I don't know what it is about me but most of my photos would probibly fit well on this "bloopers" thread. Even nature seems hell bent on ruining every photograph i try and take.

This bird made his opinion of me quite clear.... I bet Canoncan doesnt have this problem   :meh: 







PS. sorry if this put anyone off their dinner uke:


----------



## photobug (May 13, 2005)

Haha, I have one very similar of a monkey draining his bladder at the Honolulu Zoo from last spring.Didn' teven see it until we got home & I processed the shots.


----------



## Corry (May 13, 2005)

Eeeeeeeeeeew!


----------



## LaFoto (May 14, 2005)

But what a perfect moment to take this photo, John!
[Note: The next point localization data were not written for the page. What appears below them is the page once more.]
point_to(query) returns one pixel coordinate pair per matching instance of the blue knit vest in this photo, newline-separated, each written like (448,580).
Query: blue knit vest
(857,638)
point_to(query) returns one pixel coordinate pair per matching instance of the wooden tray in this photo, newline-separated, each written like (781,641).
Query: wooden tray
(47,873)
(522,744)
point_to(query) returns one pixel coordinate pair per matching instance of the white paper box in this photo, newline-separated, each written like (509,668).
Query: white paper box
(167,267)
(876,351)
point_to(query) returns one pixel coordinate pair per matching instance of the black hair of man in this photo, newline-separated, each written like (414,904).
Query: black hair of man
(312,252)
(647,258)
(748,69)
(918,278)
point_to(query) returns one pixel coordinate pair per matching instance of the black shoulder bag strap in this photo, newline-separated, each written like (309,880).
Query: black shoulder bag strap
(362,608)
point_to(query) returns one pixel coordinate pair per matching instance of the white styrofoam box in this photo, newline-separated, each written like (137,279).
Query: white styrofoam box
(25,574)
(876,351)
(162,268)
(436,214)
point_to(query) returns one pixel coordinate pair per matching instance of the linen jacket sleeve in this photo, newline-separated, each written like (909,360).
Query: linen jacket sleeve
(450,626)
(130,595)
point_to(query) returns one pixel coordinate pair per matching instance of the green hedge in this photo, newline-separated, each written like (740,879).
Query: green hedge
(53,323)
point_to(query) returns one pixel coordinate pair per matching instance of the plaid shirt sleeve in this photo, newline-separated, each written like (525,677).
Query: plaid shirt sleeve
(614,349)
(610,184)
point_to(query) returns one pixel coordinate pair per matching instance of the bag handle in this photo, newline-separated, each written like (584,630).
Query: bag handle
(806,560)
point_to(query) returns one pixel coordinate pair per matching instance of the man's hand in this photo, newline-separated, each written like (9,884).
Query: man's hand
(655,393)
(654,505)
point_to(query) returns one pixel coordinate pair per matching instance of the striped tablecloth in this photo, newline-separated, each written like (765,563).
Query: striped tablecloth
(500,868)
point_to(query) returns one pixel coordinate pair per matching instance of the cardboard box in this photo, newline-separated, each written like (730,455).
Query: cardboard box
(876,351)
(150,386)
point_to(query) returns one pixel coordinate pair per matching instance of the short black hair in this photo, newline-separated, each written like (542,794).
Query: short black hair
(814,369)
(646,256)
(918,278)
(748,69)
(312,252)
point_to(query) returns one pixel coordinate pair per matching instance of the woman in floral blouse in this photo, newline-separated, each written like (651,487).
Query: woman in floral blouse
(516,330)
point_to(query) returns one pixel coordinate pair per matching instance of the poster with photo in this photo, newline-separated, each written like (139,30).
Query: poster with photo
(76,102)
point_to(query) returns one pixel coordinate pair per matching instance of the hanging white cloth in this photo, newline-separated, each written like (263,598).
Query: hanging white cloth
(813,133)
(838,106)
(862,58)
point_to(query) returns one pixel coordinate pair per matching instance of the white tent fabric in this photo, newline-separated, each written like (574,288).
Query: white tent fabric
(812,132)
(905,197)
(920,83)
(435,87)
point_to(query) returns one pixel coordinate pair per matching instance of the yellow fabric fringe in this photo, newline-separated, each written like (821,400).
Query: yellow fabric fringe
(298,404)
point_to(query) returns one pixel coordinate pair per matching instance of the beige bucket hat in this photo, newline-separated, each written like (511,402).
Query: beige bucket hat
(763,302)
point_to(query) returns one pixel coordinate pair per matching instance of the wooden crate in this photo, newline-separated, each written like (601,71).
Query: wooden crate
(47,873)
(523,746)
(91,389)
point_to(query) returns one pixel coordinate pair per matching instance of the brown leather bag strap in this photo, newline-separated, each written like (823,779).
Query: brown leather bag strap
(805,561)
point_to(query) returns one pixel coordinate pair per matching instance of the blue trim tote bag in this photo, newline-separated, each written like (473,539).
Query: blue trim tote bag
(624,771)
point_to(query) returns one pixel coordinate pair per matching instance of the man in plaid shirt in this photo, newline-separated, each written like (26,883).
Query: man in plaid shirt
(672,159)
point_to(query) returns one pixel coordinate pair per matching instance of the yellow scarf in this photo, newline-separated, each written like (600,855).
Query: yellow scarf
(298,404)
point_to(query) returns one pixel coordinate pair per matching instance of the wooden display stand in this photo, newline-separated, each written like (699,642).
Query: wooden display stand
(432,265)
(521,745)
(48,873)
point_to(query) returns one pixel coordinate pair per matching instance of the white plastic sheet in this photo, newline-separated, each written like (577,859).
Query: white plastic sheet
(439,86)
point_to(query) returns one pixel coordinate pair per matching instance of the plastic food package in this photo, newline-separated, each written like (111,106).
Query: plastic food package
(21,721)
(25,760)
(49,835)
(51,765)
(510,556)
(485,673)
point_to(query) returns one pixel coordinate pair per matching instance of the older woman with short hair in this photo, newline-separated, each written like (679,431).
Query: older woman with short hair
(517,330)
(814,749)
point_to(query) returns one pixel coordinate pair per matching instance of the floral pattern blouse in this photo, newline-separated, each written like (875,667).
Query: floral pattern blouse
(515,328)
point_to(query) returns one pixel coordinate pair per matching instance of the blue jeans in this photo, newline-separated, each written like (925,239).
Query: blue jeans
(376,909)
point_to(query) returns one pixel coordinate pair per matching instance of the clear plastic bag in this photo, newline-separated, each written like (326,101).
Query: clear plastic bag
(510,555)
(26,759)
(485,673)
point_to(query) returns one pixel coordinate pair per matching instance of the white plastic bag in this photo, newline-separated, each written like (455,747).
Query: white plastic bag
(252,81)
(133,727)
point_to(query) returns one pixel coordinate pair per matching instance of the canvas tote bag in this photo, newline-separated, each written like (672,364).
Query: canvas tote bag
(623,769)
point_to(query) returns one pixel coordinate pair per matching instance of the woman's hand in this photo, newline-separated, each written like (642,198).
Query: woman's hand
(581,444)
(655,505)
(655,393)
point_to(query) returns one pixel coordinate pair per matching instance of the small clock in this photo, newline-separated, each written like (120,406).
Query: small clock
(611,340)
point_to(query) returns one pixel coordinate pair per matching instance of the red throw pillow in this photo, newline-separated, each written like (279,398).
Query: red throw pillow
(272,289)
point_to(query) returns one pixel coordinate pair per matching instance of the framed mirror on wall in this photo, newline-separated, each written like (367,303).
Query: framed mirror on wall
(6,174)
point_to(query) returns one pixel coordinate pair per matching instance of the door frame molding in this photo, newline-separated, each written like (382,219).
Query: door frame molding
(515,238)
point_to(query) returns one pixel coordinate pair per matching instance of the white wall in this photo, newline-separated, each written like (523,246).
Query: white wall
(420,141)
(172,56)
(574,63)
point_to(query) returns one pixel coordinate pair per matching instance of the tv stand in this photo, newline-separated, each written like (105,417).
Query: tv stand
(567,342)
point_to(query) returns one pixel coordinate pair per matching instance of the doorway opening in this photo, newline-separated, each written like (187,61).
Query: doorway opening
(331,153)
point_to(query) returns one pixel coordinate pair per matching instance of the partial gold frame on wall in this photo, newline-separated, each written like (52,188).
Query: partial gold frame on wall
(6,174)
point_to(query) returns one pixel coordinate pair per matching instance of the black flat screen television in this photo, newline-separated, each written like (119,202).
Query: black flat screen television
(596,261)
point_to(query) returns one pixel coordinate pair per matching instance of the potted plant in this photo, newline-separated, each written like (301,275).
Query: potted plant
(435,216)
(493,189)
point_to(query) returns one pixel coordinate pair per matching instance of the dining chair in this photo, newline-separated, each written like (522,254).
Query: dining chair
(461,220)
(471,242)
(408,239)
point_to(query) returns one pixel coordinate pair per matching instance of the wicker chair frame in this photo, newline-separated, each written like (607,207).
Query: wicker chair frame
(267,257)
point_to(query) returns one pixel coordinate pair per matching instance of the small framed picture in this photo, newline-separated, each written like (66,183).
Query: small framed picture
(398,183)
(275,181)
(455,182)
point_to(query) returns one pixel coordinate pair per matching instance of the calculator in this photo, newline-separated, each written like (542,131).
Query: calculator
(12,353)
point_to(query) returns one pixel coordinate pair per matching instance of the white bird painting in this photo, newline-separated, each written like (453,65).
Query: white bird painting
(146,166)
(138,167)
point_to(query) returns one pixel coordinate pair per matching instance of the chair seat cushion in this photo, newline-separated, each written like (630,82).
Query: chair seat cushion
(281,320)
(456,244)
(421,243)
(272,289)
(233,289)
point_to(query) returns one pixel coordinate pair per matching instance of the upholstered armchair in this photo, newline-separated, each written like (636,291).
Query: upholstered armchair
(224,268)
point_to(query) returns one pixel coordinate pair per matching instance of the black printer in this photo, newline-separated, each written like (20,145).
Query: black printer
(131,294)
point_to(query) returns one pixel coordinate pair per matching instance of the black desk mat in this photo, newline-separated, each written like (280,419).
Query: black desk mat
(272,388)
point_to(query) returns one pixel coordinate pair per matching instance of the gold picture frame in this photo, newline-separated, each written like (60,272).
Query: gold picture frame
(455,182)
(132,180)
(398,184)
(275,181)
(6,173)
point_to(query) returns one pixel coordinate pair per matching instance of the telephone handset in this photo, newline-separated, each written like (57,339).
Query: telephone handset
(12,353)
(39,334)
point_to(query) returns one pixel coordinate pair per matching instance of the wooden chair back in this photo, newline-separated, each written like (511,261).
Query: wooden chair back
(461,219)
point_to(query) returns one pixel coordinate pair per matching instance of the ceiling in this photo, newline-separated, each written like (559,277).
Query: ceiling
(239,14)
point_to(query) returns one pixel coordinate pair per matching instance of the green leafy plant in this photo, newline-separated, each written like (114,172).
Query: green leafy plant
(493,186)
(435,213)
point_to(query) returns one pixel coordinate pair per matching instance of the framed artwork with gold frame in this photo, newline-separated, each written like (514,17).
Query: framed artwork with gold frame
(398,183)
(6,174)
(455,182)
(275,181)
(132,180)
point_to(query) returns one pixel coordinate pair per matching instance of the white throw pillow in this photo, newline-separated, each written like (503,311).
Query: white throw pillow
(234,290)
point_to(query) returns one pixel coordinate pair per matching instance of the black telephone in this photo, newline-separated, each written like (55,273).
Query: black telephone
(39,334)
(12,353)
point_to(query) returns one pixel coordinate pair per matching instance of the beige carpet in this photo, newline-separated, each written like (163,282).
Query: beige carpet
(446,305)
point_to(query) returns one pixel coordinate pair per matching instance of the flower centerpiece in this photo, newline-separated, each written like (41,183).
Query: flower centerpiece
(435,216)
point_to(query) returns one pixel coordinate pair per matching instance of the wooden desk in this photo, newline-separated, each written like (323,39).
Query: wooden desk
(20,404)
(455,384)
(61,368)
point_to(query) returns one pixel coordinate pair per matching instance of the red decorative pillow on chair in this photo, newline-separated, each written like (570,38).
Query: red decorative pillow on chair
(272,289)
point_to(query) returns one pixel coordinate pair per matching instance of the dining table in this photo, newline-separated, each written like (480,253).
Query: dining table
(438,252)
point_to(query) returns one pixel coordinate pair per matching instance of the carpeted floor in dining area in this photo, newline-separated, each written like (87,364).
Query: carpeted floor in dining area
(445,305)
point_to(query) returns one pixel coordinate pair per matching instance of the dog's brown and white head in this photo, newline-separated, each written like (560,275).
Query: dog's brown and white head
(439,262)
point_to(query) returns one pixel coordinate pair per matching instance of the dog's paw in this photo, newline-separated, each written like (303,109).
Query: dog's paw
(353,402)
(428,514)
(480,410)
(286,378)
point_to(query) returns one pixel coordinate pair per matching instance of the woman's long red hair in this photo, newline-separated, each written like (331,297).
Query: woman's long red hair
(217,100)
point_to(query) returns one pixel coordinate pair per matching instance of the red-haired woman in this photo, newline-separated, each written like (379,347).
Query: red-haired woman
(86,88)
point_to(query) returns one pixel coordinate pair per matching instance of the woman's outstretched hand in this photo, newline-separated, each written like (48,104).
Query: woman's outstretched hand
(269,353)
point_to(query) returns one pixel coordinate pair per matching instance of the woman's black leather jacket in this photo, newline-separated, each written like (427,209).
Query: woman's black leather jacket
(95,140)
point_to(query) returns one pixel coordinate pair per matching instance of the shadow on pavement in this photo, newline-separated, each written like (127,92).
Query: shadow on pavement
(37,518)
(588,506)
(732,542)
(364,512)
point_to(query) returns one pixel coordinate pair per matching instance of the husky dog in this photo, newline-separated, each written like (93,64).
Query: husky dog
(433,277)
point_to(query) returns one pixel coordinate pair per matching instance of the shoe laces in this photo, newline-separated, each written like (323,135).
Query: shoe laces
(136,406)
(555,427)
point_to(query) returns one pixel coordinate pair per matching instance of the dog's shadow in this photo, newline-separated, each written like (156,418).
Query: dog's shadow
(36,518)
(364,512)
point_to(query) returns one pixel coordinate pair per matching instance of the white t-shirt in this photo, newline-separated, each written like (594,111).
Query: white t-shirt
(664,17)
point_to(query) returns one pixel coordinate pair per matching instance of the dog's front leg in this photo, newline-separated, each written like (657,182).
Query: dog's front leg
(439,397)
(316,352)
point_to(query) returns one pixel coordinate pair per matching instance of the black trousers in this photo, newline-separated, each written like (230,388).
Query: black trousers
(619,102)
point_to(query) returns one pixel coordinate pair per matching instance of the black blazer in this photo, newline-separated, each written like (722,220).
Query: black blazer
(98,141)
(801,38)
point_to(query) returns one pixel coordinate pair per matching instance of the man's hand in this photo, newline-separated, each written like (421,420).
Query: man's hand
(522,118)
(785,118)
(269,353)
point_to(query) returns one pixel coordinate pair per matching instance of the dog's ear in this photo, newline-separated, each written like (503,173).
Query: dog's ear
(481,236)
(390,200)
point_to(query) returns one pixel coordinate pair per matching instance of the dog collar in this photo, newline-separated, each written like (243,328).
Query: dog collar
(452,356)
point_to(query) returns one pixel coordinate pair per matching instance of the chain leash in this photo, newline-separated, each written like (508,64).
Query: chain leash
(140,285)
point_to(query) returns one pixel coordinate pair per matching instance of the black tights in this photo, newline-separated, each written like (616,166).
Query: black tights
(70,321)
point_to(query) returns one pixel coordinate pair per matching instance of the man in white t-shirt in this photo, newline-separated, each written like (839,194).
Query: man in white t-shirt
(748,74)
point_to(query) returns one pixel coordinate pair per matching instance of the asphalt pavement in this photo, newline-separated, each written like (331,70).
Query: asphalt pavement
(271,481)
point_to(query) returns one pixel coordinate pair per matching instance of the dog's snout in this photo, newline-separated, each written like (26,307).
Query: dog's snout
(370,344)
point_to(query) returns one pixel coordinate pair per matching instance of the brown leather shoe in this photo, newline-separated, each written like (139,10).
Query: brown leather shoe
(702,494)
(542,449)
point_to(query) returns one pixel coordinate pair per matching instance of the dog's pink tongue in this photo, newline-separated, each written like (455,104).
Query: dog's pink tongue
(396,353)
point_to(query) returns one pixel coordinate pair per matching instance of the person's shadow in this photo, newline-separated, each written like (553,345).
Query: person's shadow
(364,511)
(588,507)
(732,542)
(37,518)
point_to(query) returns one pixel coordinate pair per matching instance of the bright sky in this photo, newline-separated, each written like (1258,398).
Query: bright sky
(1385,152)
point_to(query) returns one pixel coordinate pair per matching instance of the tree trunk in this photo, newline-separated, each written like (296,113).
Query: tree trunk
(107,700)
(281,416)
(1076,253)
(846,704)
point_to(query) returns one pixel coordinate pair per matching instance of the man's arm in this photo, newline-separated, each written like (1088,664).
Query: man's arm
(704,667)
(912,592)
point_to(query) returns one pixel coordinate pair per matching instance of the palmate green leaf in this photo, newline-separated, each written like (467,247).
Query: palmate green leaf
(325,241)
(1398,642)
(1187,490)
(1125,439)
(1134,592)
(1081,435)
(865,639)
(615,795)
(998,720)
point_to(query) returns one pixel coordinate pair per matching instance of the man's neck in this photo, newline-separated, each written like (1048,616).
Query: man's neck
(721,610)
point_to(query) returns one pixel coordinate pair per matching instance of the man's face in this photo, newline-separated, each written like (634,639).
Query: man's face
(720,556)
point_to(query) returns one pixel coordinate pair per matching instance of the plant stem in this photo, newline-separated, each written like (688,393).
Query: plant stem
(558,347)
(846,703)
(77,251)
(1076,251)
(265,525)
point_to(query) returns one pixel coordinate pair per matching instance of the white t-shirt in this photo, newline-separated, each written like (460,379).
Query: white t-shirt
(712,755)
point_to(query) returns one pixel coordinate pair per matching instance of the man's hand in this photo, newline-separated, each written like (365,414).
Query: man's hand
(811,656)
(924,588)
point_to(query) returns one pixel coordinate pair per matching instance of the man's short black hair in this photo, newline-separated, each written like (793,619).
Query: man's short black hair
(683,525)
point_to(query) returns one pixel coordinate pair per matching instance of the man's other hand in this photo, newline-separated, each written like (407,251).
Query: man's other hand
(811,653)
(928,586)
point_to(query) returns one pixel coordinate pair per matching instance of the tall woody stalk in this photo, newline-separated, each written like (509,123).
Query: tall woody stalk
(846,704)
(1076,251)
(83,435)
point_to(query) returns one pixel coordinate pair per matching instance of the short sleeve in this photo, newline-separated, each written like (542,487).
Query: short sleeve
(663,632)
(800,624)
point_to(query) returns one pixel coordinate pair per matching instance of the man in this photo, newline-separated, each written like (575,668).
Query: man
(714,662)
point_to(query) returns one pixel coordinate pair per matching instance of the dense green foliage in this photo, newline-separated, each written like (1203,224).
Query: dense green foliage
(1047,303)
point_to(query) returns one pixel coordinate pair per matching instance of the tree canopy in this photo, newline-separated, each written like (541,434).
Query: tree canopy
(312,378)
I quite like it . Not really "blooper"-quality (much poop quality, heehee  )


----------



## JohnMF (May 14, 2005)

Its horrible isnt it? The cheeky little thing is even looking over his should at me, as he does it, As if to say "What are you gonna do about it?"


----------



## Meysha (May 14, 2005)

Ha ha ha


----------



## photo gal (May 14, 2005)

:lmao: Man I got a kick out of this one!!!  Thanks for posting it!!!  : )


----------



## mentos_007 (May 14, 2005)

oh no! John how dare you! It was doing it's private things and you was just disturbing!!!


----------



## jadin (May 16, 2005)

"For me to poop on!"

wait.. wait.. i got it...

It's a plooper!

hahah okay I'm done now.


----------



## thebeginning (May 23, 2005)

^^
lol.  

i bet you sat there for over an hour trying to get that shot.


----------



## Toffee (May 26, 2005)

:lmao: 

Actually I am suspicious about our feathered friends... Last summer I saw a seagull swoop in on a car leaving a carwash in Brighton. It took aim at the windscreen, fired and then pulled away in a manner that was in no way accidental. :evil:


----------



## Canoncan (May 28, 2005)

I have not had a bird drop things, yet many many many blooper type shots. Mainly out of focus due to last minute bird movement, not your kind of movement, which is moving in itself. Thanks for sharing, it did make me laugh. :mrgreen:


----------



## Ele Keats (Jun 5, 2005)

Hahaha, that might just be my favorite picture ever.


----------



## forgottenskies (Jun 5, 2005)

HAHAHA!!!Thats great, lol.


----------